In this study, 1670 bp upstream of the EGFL7/miR-126 transcription start site was chosen as the promoter region according to a previous study (33). JASPAR (http://jaspar.genereg.net/) was used to predict whether the SNPs in the promoter region of EGFL7 are located in the transcription factor binding site and disrupt the binding of specific transcription factors (34). Missense variants with a minor allele frequency (MAF) greater than 0.05 were called and filtered using the Ensembl Variant Effect Predictor (http://www.ensembl.org/vep) (35). Finally, rs1332793, rs9411260 and rs2297538 were chosen as candidate SNPs in the current study.

DNA Extraction and Sequencing

A heparin anticoagulant tube was used to collect 10 ml of venous blood from the study subjects. DNA was extracted by a QIAamp DNA Blood Mini Kit (Qiagen, Hilden, Germany), and the concentration and purity of the genomic DNA were detected by a Multiskan Skyhigh full-wavelength enzyme plate (ND-2000, Thermo Fisher Scientific). After genomic DNA was extracted, it was stored in a -20°C refrigerator for later use.

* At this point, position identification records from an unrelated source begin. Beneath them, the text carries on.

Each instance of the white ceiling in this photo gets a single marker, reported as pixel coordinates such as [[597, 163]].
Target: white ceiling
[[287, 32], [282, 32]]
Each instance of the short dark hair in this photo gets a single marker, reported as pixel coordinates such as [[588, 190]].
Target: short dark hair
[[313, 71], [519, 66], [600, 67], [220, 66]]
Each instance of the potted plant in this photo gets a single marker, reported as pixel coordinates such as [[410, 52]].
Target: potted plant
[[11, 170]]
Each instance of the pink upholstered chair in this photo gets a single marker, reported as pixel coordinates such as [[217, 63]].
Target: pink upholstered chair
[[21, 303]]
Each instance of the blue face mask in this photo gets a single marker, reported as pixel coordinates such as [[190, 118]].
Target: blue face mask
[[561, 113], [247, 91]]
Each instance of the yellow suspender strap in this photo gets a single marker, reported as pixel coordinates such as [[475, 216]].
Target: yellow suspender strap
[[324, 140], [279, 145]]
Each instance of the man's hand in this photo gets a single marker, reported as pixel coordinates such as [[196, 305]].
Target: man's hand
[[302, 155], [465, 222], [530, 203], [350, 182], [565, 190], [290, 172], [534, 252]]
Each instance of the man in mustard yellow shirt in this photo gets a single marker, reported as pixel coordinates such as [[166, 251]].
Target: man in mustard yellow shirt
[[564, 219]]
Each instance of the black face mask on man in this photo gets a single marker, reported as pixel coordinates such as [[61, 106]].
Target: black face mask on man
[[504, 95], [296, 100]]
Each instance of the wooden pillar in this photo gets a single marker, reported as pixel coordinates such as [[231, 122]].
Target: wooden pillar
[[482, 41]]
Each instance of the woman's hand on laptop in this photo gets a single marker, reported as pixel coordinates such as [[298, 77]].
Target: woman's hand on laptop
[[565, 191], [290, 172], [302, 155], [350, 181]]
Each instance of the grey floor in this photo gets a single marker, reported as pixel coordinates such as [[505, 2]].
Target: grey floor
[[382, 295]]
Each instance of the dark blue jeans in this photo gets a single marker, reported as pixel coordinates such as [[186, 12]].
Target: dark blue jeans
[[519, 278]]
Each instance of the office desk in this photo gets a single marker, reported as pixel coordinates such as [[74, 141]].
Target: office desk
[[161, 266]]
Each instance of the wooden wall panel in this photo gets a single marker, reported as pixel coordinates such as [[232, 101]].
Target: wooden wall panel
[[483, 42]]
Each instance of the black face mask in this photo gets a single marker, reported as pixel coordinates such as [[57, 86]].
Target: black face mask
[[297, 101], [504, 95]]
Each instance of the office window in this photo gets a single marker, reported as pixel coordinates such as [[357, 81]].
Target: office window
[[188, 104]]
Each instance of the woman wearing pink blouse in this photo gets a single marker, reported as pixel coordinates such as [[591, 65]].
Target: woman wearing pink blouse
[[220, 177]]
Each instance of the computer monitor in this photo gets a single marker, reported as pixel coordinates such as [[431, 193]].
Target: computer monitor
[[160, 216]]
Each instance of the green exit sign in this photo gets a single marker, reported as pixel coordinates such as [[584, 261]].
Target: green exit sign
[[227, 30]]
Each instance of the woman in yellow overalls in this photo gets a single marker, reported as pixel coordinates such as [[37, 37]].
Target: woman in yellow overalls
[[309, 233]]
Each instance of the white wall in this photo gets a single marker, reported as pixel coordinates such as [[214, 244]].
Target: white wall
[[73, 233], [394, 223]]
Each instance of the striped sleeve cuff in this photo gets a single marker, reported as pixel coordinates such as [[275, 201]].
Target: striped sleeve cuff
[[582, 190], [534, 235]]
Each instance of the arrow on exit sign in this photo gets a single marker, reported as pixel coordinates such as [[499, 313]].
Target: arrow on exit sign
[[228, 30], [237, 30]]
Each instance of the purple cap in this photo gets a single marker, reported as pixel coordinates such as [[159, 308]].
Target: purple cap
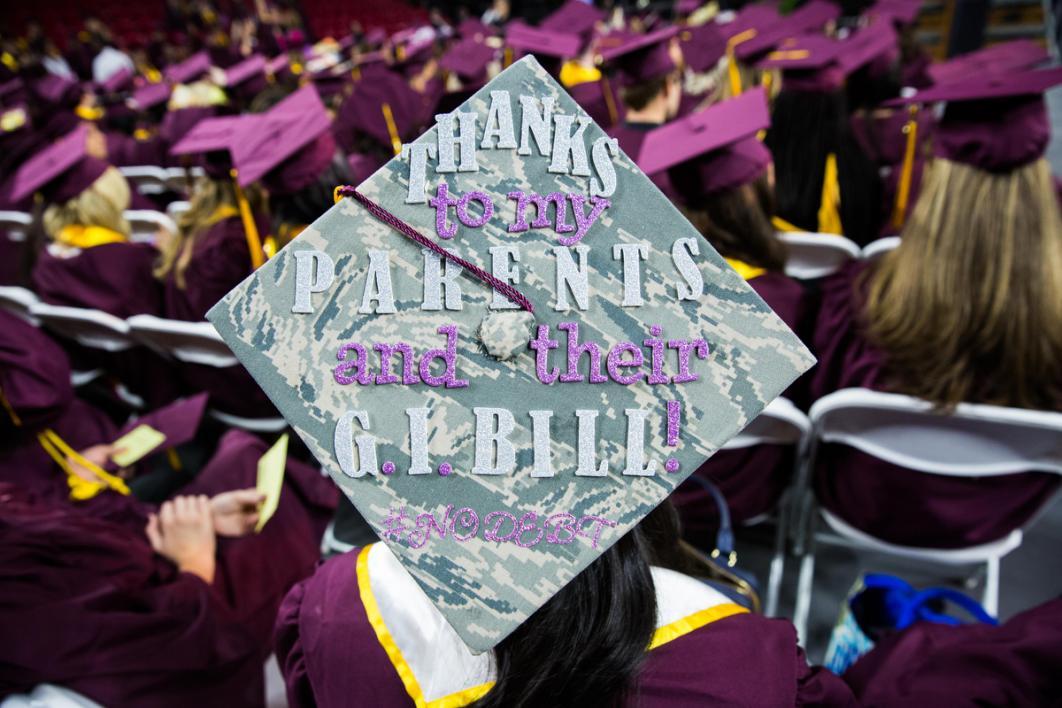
[[295, 134], [249, 68], [546, 42], [643, 57], [702, 47], [709, 130], [363, 109], [467, 59], [61, 171], [808, 18], [151, 95], [117, 81], [572, 17], [34, 374], [190, 69], [994, 59], [995, 123]]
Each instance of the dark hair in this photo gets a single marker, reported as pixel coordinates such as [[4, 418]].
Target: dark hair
[[304, 207], [585, 645], [736, 221], [638, 96], [806, 126]]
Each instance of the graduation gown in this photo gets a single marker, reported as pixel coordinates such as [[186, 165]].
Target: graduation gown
[[751, 479], [89, 606], [113, 277], [333, 627], [890, 502], [973, 665]]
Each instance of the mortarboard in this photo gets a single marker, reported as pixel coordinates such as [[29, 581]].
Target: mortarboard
[[467, 59], [572, 17], [292, 127], [61, 171], [997, 58], [188, 70], [995, 123], [643, 57], [151, 95], [544, 42], [491, 467]]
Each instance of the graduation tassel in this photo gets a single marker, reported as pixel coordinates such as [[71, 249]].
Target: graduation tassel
[[904, 188], [389, 118], [610, 102], [250, 229]]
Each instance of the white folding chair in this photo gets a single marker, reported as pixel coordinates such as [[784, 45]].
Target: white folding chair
[[197, 343], [15, 224], [817, 255], [146, 224], [875, 249], [147, 178], [781, 422], [19, 301], [92, 329], [974, 441]]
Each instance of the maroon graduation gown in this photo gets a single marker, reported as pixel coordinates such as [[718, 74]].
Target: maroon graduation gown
[[894, 503], [751, 479], [329, 656], [114, 277], [974, 665], [89, 606]]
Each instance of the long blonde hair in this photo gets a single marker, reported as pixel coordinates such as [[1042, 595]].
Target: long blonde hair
[[102, 205], [211, 200], [969, 307]]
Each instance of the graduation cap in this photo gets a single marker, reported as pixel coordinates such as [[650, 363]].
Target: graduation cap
[[294, 133], [572, 17], [60, 171], [995, 59], [495, 450], [995, 123], [382, 106], [467, 59], [151, 95], [643, 57], [188, 70]]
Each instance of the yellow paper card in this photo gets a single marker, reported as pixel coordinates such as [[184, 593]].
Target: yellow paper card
[[271, 479], [136, 444]]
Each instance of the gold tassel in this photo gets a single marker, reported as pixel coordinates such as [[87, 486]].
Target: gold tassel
[[389, 118], [250, 229], [904, 188]]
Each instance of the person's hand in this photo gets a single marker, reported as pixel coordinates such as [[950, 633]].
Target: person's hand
[[236, 513], [183, 532], [97, 454]]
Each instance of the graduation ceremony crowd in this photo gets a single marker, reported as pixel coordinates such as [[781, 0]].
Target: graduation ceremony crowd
[[149, 584]]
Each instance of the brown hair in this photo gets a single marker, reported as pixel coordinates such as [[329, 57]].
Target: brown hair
[[969, 307], [737, 221]]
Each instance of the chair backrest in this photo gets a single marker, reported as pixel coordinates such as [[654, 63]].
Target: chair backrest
[[875, 249], [974, 441], [147, 178], [146, 224], [191, 342], [18, 300], [781, 422], [90, 328], [15, 224], [817, 255]]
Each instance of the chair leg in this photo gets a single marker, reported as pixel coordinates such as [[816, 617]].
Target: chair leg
[[991, 597], [805, 584], [778, 560]]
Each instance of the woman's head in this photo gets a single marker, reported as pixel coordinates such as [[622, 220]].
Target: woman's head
[[970, 306], [102, 204]]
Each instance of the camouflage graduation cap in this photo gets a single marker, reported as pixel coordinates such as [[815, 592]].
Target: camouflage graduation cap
[[507, 347]]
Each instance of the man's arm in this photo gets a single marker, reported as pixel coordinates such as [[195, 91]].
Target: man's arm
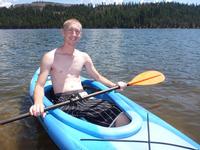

Three SNPs rs1332793, rs9411260 and rs2297538 were genotyped by TaqMan probe real-time fluorescence quantitative polymerase chain reaction (RTFQ-PCR). The probes and primers were designed and produced by Thermo Fisher Scientific Company (Waltham, MA, USA), and TaqMan Genotyping Master Mix was purchased from ABI. PCR amplification was carried out in 384-well reaction plates with 2.5 μL Master Mix, 0.125 μL primer and probe (FAM and VIC) mix, 1.375 μL ddH2O and 1 μL genomic DNA in each well. Amplification was conducted in a QuantStudio 6 Flex Fast Real-Time PCR system as follows: 95°C preheat denaturing for 10 min, 92°C for 10 s and 60°C for 1 min, all repeated for 40 cycles. We also confirmed the genotyping results of 20 randomly selected individuals using Sanger sequencing, and no genotyping errors were found.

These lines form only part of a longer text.